WASHINGTON - The tea party scored a win in Nebraska on Tuesday as university president Ben Sasse captured the Republican nomination for U.S. Senate in a bitter race that highlighted the fissures within the GOP. Two women set the stage for history-making in West Virginia.
Sasse, who had the backing of outside conservative groups, Sarah Palin and Sen. Ted Cruz, grabbed 45 percent of the vote to 25 percent for Sid Dinsdale, the president of Pinnacle Bank, and 23 percent for former State Treasurer Shane Osborn.
For months, Sasse was locked in an increasingly negative race with Osborn, who had the support of the Washington establishment and allies of Senate Minority Leader Mitch McConnell, R-Ky.
With little to celebrate to date, conservative groups immediately trumpeted Sasse's win.

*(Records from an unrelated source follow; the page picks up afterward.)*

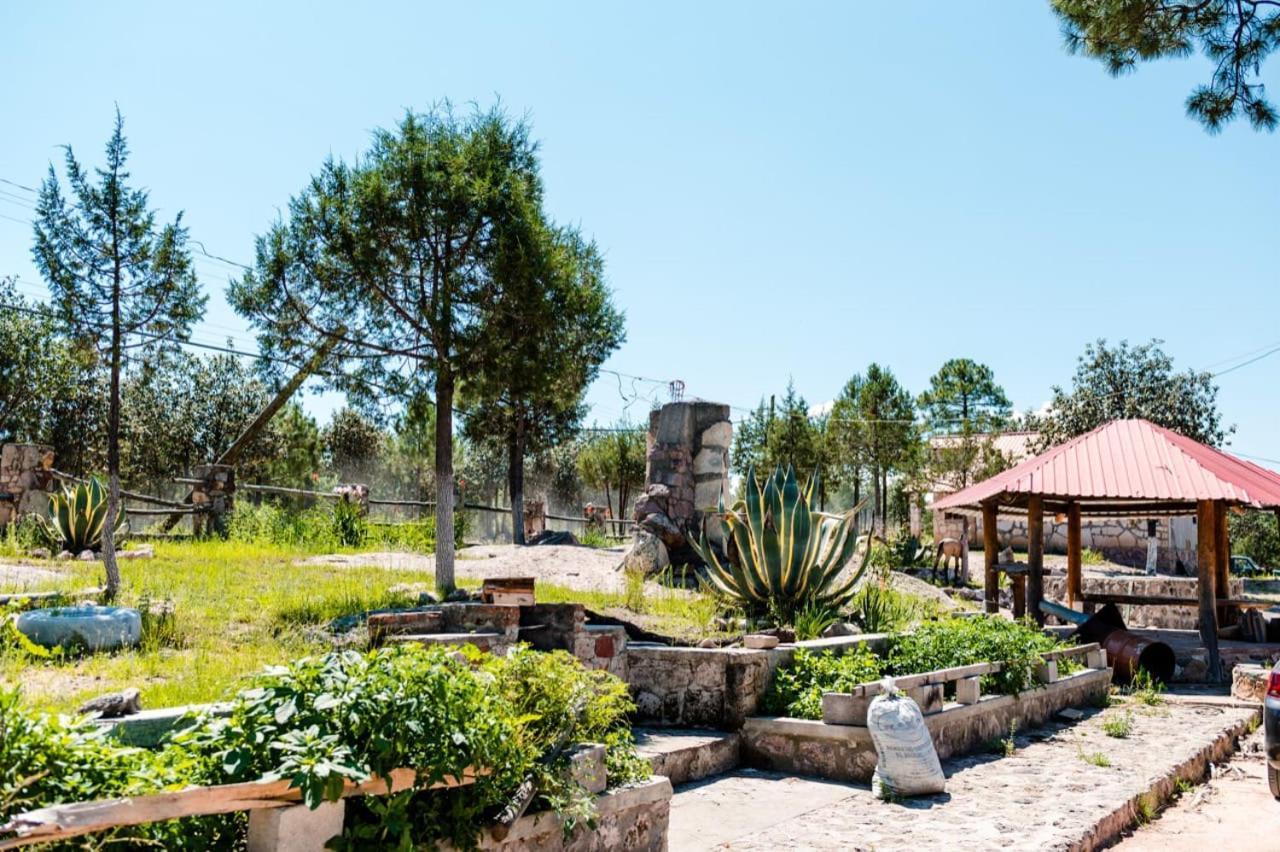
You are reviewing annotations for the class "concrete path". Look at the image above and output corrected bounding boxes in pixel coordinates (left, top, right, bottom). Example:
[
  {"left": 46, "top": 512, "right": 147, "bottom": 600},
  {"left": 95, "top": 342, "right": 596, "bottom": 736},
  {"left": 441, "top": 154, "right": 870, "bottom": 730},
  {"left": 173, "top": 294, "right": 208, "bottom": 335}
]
[
  {"left": 671, "top": 704, "right": 1257, "bottom": 852},
  {"left": 1115, "top": 729, "right": 1280, "bottom": 852}
]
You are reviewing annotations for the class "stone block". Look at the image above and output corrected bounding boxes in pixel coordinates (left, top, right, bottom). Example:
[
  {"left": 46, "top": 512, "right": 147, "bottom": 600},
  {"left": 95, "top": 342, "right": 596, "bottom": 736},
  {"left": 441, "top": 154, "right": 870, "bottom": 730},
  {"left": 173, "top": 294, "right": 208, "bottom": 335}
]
[
  {"left": 956, "top": 677, "right": 982, "bottom": 704},
  {"left": 248, "top": 800, "right": 347, "bottom": 852},
  {"left": 822, "top": 692, "right": 872, "bottom": 728},
  {"left": 568, "top": 743, "right": 608, "bottom": 794},
  {"left": 699, "top": 420, "right": 733, "bottom": 452}
]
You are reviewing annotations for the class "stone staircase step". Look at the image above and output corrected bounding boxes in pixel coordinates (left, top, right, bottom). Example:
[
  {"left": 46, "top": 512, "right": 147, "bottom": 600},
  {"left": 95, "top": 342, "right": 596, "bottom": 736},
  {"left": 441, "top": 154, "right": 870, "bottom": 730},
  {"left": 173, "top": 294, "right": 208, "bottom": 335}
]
[{"left": 632, "top": 728, "right": 740, "bottom": 784}]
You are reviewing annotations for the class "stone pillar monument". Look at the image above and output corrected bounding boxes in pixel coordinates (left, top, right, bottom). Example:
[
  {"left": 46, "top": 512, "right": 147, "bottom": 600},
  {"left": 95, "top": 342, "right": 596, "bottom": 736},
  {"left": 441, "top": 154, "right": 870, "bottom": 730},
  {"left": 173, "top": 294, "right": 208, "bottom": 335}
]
[
  {"left": 627, "top": 399, "right": 733, "bottom": 571},
  {"left": 0, "top": 444, "right": 54, "bottom": 530}
]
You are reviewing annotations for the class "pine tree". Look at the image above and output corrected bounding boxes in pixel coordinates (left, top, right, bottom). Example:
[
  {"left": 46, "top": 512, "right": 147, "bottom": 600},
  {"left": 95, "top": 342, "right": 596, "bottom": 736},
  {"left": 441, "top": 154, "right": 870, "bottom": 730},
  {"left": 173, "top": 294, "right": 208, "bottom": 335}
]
[{"left": 32, "top": 110, "right": 205, "bottom": 599}]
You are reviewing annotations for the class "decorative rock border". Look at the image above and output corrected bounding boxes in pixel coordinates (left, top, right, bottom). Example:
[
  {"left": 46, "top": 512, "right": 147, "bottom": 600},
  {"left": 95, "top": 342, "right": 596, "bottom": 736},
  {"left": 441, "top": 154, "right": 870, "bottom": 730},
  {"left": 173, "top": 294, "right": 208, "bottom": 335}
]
[{"left": 741, "top": 668, "right": 1111, "bottom": 782}]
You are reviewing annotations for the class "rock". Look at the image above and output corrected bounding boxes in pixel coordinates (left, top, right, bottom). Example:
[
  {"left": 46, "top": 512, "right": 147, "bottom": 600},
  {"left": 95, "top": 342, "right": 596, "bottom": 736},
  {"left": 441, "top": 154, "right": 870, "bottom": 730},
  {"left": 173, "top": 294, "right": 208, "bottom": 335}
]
[
  {"left": 79, "top": 687, "right": 142, "bottom": 719},
  {"left": 640, "top": 512, "right": 685, "bottom": 550},
  {"left": 622, "top": 530, "right": 671, "bottom": 574}
]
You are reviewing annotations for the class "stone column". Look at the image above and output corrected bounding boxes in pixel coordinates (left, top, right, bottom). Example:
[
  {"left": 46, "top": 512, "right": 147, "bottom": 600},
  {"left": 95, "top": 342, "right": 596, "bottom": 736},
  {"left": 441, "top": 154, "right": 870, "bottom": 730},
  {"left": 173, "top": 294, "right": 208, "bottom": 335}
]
[
  {"left": 634, "top": 400, "right": 733, "bottom": 564},
  {"left": 525, "top": 500, "right": 547, "bottom": 542},
  {"left": 0, "top": 444, "right": 54, "bottom": 530},
  {"left": 191, "top": 464, "right": 236, "bottom": 536}
]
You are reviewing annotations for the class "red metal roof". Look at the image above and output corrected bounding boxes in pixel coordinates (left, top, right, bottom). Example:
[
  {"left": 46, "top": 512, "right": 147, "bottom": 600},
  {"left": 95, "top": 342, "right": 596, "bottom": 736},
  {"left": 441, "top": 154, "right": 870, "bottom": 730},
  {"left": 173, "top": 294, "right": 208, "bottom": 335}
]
[{"left": 933, "top": 420, "right": 1280, "bottom": 509}]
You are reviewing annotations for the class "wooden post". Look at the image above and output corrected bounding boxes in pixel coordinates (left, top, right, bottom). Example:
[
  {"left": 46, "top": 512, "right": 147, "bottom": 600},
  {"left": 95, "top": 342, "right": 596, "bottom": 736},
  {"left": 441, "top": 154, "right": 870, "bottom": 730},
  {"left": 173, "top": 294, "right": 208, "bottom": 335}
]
[
  {"left": 982, "top": 501, "right": 1000, "bottom": 613},
  {"left": 1027, "top": 494, "right": 1044, "bottom": 624},
  {"left": 1213, "top": 501, "right": 1239, "bottom": 627},
  {"left": 1196, "top": 500, "right": 1222, "bottom": 683},
  {"left": 1066, "top": 501, "right": 1084, "bottom": 608}
]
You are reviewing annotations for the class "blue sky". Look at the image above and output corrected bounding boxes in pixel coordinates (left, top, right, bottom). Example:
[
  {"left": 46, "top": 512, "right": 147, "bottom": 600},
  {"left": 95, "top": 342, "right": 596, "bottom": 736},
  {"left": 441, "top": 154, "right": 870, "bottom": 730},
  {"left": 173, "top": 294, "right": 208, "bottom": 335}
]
[{"left": 0, "top": 0, "right": 1280, "bottom": 467}]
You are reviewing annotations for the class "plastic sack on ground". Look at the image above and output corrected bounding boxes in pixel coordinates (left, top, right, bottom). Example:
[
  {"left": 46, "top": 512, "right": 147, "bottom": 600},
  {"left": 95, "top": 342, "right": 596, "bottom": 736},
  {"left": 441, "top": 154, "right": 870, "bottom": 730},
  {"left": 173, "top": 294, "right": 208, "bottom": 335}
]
[{"left": 867, "top": 678, "right": 947, "bottom": 798}]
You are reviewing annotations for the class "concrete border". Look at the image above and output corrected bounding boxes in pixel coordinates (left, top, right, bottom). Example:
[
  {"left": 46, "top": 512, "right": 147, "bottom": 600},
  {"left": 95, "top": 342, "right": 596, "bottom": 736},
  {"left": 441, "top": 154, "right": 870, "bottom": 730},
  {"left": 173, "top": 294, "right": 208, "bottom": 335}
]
[{"left": 741, "top": 669, "right": 1111, "bottom": 782}]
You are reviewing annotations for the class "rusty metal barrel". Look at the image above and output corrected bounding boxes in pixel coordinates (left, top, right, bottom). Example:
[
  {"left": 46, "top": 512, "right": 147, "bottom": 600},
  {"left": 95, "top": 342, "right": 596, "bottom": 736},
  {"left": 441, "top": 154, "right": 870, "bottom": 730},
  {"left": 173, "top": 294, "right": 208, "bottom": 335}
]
[{"left": 1041, "top": 600, "right": 1175, "bottom": 683}]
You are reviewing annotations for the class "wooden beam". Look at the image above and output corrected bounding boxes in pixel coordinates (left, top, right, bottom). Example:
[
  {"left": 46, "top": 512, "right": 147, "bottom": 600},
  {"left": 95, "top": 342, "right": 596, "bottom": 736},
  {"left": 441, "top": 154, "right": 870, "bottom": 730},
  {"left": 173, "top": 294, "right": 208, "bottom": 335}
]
[
  {"left": 1196, "top": 500, "right": 1222, "bottom": 682},
  {"left": 1066, "top": 503, "right": 1084, "bottom": 606},
  {"left": 0, "top": 769, "right": 488, "bottom": 849},
  {"left": 982, "top": 503, "right": 1000, "bottom": 613},
  {"left": 1027, "top": 494, "right": 1044, "bottom": 624}
]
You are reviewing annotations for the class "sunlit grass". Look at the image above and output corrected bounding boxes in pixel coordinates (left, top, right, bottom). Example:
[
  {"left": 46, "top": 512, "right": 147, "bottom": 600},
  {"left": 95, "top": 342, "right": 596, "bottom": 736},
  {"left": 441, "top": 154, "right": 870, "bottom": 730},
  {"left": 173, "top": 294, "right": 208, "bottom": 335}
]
[{"left": 0, "top": 541, "right": 717, "bottom": 711}]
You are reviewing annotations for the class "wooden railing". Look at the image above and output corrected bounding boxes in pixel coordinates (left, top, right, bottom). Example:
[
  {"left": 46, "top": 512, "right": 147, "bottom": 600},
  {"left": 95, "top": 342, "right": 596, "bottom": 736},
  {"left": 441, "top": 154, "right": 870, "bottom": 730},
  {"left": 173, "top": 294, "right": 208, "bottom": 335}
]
[{"left": 0, "top": 768, "right": 488, "bottom": 849}]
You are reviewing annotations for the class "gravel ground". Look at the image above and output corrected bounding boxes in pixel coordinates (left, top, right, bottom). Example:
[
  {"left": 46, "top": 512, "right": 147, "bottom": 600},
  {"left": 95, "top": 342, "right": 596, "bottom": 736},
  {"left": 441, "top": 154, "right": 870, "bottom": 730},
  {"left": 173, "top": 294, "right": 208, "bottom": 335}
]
[{"left": 671, "top": 704, "right": 1261, "bottom": 852}]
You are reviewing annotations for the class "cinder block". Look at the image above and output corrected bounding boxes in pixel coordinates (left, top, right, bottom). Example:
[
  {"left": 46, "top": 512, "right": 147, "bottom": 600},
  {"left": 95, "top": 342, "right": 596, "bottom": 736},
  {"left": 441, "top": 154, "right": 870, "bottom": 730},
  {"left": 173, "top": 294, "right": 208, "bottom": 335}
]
[{"left": 248, "top": 800, "right": 347, "bottom": 852}]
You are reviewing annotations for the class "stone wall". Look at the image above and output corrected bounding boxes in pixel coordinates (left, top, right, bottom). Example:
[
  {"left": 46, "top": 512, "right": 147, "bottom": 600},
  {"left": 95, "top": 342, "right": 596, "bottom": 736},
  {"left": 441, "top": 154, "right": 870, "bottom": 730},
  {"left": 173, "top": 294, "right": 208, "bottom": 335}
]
[
  {"left": 0, "top": 444, "right": 54, "bottom": 528},
  {"left": 741, "top": 668, "right": 1111, "bottom": 782},
  {"left": 627, "top": 400, "right": 733, "bottom": 571}
]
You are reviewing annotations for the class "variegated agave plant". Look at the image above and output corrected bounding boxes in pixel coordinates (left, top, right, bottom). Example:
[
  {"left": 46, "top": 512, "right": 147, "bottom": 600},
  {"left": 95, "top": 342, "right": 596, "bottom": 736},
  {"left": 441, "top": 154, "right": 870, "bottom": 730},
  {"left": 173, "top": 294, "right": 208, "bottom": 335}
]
[
  {"left": 49, "top": 476, "right": 124, "bottom": 554},
  {"left": 694, "top": 467, "right": 867, "bottom": 619}
]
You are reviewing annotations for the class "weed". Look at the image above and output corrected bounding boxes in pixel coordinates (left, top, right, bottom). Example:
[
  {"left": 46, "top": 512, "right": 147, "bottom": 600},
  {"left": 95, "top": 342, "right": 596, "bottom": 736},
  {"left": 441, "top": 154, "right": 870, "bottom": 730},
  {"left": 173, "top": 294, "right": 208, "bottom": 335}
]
[
  {"left": 1102, "top": 710, "right": 1133, "bottom": 739},
  {"left": 1075, "top": 750, "right": 1111, "bottom": 769}
]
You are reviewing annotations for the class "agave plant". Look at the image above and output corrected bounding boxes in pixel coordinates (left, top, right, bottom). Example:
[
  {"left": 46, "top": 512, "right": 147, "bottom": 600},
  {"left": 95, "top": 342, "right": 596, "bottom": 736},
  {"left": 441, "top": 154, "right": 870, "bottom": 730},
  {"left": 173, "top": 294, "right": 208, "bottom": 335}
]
[
  {"left": 694, "top": 467, "right": 867, "bottom": 619},
  {"left": 49, "top": 476, "right": 124, "bottom": 553}
]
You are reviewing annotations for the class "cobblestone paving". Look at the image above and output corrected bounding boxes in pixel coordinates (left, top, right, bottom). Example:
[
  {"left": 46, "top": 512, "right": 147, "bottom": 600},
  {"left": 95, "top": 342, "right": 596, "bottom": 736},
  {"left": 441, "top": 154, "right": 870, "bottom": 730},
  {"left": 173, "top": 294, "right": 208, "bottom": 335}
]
[{"left": 671, "top": 704, "right": 1256, "bottom": 852}]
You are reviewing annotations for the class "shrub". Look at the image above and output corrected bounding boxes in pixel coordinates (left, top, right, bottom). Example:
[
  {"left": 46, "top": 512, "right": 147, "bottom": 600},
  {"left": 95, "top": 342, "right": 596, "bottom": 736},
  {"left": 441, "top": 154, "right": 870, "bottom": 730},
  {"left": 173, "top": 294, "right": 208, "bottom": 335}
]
[
  {"left": 0, "top": 646, "right": 649, "bottom": 849},
  {"left": 888, "top": 615, "right": 1057, "bottom": 695},
  {"left": 762, "top": 646, "right": 882, "bottom": 719}
]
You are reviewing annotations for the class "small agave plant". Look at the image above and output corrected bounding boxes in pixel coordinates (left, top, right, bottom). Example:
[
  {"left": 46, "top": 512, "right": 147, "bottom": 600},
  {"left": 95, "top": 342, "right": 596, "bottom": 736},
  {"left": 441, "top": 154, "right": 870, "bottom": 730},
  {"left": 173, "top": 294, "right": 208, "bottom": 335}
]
[
  {"left": 694, "top": 467, "right": 867, "bottom": 619},
  {"left": 49, "top": 476, "right": 124, "bottom": 553}
]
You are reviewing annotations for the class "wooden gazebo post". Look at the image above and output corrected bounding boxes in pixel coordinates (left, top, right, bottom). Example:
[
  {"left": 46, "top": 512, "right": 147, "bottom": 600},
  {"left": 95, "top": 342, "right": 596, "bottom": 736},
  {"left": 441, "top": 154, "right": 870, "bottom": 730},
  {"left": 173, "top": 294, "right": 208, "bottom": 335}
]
[
  {"left": 1027, "top": 494, "right": 1044, "bottom": 626},
  {"left": 1066, "top": 500, "right": 1084, "bottom": 608},
  {"left": 982, "top": 500, "right": 1000, "bottom": 614},
  {"left": 1196, "top": 500, "right": 1222, "bottom": 682}
]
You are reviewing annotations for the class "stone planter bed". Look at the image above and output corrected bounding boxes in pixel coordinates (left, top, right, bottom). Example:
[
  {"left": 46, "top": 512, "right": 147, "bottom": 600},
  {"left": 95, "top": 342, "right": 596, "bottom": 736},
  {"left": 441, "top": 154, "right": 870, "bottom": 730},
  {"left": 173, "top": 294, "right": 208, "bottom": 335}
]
[{"left": 741, "top": 646, "right": 1111, "bottom": 782}]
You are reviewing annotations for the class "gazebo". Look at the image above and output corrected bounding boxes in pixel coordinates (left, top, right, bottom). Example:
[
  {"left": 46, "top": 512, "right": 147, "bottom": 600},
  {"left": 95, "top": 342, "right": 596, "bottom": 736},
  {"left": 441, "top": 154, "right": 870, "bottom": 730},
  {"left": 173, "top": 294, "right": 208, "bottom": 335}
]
[{"left": 933, "top": 420, "right": 1280, "bottom": 672}]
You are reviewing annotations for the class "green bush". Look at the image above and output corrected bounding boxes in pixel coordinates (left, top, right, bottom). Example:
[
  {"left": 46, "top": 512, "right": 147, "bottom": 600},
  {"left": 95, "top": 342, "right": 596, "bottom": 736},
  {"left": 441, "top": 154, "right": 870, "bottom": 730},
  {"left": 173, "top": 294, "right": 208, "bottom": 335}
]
[
  {"left": 0, "top": 645, "right": 649, "bottom": 849},
  {"left": 888, "top": 615, "right": 1057, "bottom": 695},
  {"left": 762, "top": 646, "right": 883, "bottom": 719}
]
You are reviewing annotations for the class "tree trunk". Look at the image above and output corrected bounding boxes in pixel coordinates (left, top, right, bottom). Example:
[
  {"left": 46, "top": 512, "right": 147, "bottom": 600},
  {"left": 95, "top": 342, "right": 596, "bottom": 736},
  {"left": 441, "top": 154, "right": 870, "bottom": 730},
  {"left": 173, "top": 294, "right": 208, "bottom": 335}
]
[
  {"left": 507, "top": 422, "right": 525, "bottom": 545},
  {"left": 102, "top": 260, "right": 123, "bottom": 603},
  {"left": 435, "top": 367, "right": 456, "bottom": 595}
]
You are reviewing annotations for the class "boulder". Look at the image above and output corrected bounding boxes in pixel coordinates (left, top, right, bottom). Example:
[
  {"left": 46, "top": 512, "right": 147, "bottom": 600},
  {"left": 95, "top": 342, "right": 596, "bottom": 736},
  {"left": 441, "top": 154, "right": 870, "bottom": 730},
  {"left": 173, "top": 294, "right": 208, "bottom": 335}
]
[
  {"left": 622, "top": 530, "right": 671, "bottom": 574},
  {"left": 640, "top": 512, "right": 685, "bottom": 550},
  {"left": 79, "top": 687, "right": 142, "bottom": 719}
]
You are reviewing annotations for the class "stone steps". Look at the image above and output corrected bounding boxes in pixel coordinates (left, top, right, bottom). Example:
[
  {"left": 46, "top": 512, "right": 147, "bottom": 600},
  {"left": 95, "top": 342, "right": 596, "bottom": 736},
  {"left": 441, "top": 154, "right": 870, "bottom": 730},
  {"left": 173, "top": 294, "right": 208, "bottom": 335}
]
[{"left": 632, "top": 728, "right": 740, "bottom": 785}]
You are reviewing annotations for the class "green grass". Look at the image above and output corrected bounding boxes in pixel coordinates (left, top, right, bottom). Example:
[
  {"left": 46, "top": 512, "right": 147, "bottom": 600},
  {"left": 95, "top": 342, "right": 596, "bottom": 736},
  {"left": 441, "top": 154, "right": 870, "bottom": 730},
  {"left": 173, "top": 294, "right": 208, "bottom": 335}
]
[{"left": 0, "top": 541, "right": 718, "bottom": 711}]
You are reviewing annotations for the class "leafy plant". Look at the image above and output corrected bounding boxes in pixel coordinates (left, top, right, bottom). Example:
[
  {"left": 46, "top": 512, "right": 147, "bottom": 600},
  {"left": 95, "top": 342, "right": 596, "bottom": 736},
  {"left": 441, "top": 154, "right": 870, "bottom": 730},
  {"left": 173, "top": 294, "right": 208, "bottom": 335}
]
[
  {"left": 762, "top": 646, "right": 882, "bottom": 719},
  {"left": 888, "top": 615, "right": 1057, "bottom": 695},
  {"left": 49, "top": 476, "right": 124, "bottom": 553},
  {"left": 695, "top": 467, "right": 865, "bottom": 623},
  {"left": 333, "top": 500, "right": 369, "bottom": 548},
  {"left": 792, "top": 601, "right": 840, "bottom": 641}
]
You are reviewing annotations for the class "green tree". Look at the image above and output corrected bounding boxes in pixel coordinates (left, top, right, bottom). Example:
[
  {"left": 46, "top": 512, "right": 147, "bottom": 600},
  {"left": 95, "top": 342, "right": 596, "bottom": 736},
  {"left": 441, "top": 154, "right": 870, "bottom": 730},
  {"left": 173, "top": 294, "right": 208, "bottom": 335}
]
[
  {"left": 858, "top": 363, "right": 919, "bottom": 528},
  {"left": 577, "top": 422, "right": 645, "bottom": 518},
  {"left": 916, "top": 358, "right": 1012, "bottom": 490},
  {"left": 321, "top": 406, "right": 385, "bottom": 485},
  {"left": 229, "top": 105, "right": 541, "bottom": 592},
  {"left": 1050, "top": 0, "right": 1280, "bottom": 133},
  {"left": 0, "top": 278, "right": 99, "bottom": 450},
  {"left": 1038, "top": 340, "right": 1235, "bottom": 449},
  {"left": 32, "top": 110, "right": 205, "bottom": 599},
  {"left": 463, "top": 217, "right": 623, "bottom": 544}
]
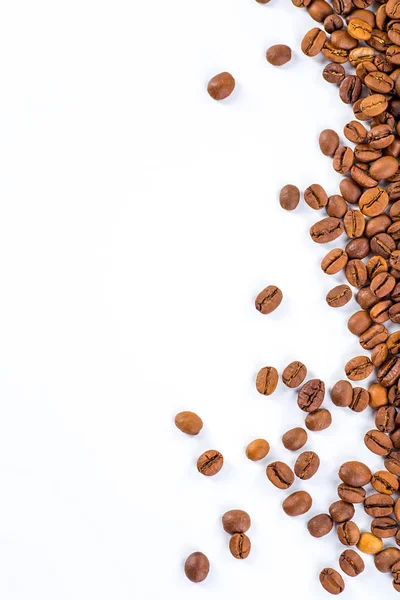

"Ben Sasse won this race because he never stopped fighting for conservative principles," said Senate Conservatives Fund Executive Director Matt Hoskins. Club for Growth President Chris Chocola said Sasse built his campaign "on the simple idea that Obamacare is a disaster that needs to be repealed."
Voters in Nebraska and West Virginia were deciding their lineups for the November elections in the latest round of spring primaries. The fall midterms will determine control of Congress for the last two years of President Barack Obama's second term, with Republicans expected to hold the House and cautiously optimistic about winning control of the Senate.
The GOP needs to net six seats to grab the majority
In West Virginia, Republican Rep. Shelley Moore Capito and Democrat Natalie Tennant cruised to primary wins and will square off in a Senate showdown in November that will give the state its first female senator.
Capito is a seven-term congresswoman and daughter of former Gov. Arch Moore; Tennant the state's secretary of state. They are looking to replace Democratic Sen. Jay Rockefeller, who is retiring after 30 years.
West Virginia has become increasingly Republican, and Capito entered the general election contest as the heavy favorite. If elected, she would be the first Republican senator from West Virginia since 1959.
In Nebraska, Sasse, who heads Midland University, had the backing of the Tea Party Patriots and FreedomWorks in his bid to replace Republican Sen. Mike Johanns, who is retiring after a single six-year term.
Sasse has focused on his conservative credentials, opposition to abortion, support for gun rights and goal of repealing and replacing the health care law.
While Sasse won over tea partyers, he offered voters some significant establishment credentials. He served as an assistant secretary in the Health and Human Services Department in President George W. Bush's administration, studied at Harvard and Yale, and was a visiting scholar in economics at the Brookings Institution.